Na análise dos casos dos parlamentares, Toffoli se juntou a divergência aberta pelo ministro Alexandre de Moraes para que fiquem na Corte todos crimes cometidos após a diplomação como congressista. A tese do ministro de ampliar a limitação do foro foi seguida por Gilmar Mendes. O entendimento da maioria, foi no sentido de restringir o foro por prerrogativa de função a crimes cometidos durante o exercício do mandato e relacionado às funções desempenhadas pelo agente público.
O caminho da súmula (regimento interno do STF):
Art. 354-a. Recebendo proposta de edição, revisão ou cancelamento de Súmula Vinculante, a Secretaria Judiciária a autuará e registrará ao Presidente, para apreciação, no prazo de 5 (cinco) dias, quanto à adequação formal da proposta.

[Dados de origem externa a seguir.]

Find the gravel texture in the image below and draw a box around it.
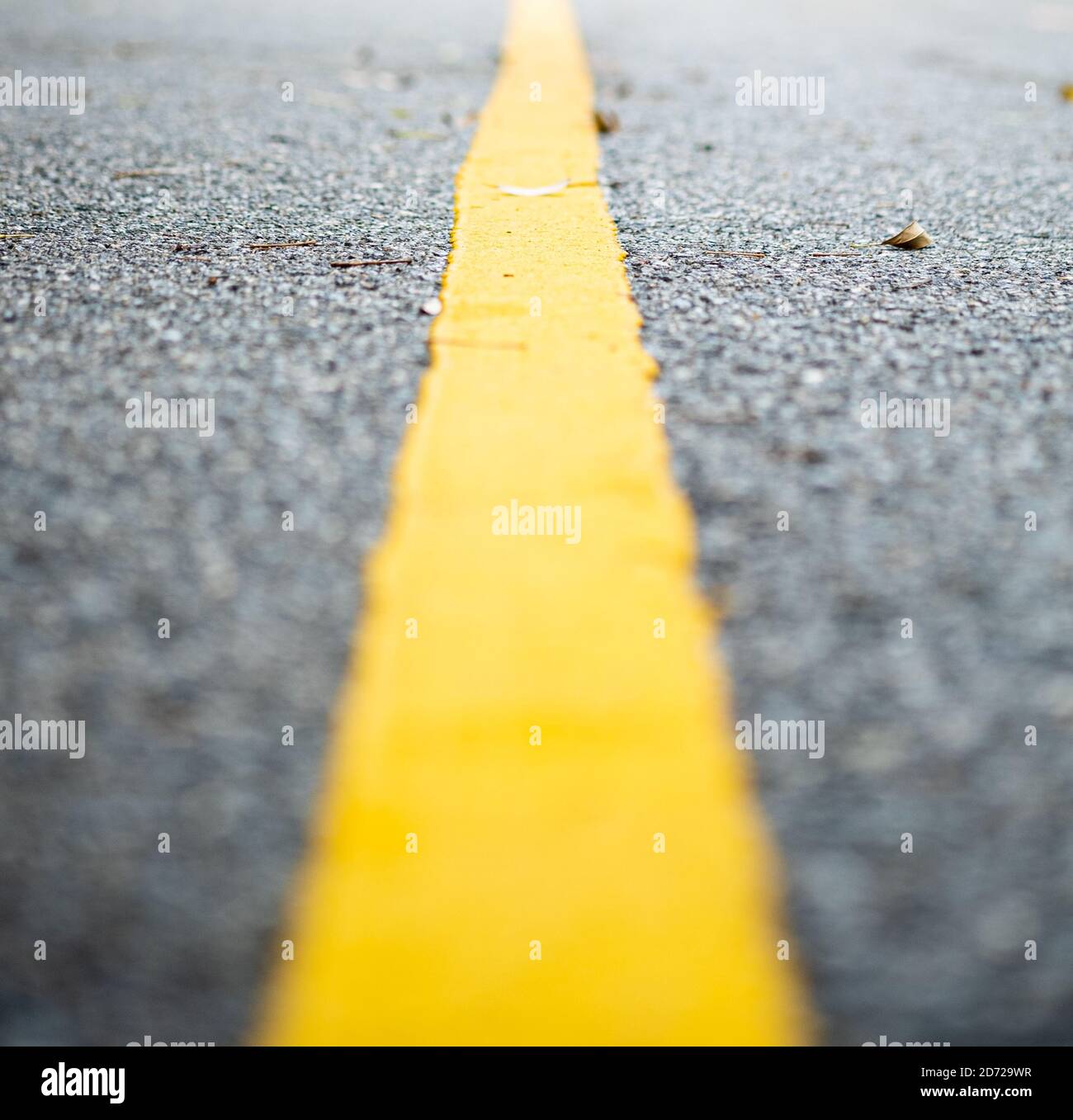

Art. 354-b. Verificado o atendimento dos requisitos formais, a Secretaria Judiciária publicará edital no sítio do Tribunal e no Diário da Justiça Eletrônico, para ciência e manifestação de interessados no prazo de 5 (cinco) dias, encaminhando a seguir os autos ao Procurador-Geral da República.
Art. 354-c. Devolvidos os autos com a manifestação do Procurador-Geral da República, o Presidente submeterá as manifestações e a proposta de edição, revisão ou cancelamento de Súmula aos Ministros da Comissão de Jurisprudência, em meio eletrônico, para que se manifestem no prazo comum de 15 (quinze dias); decorrido o prazo, a proposta, com ou sem manifestação, será submetida, também por meio eletrônico, aos demais Ministros, pelo mesmo prazo comum.
Art. 354-d. Decorrido o prazo do art. 354-C, o Presidente submeterá a proposta à deliberação do Tribunal Pleno, mediante inclusão em pauta.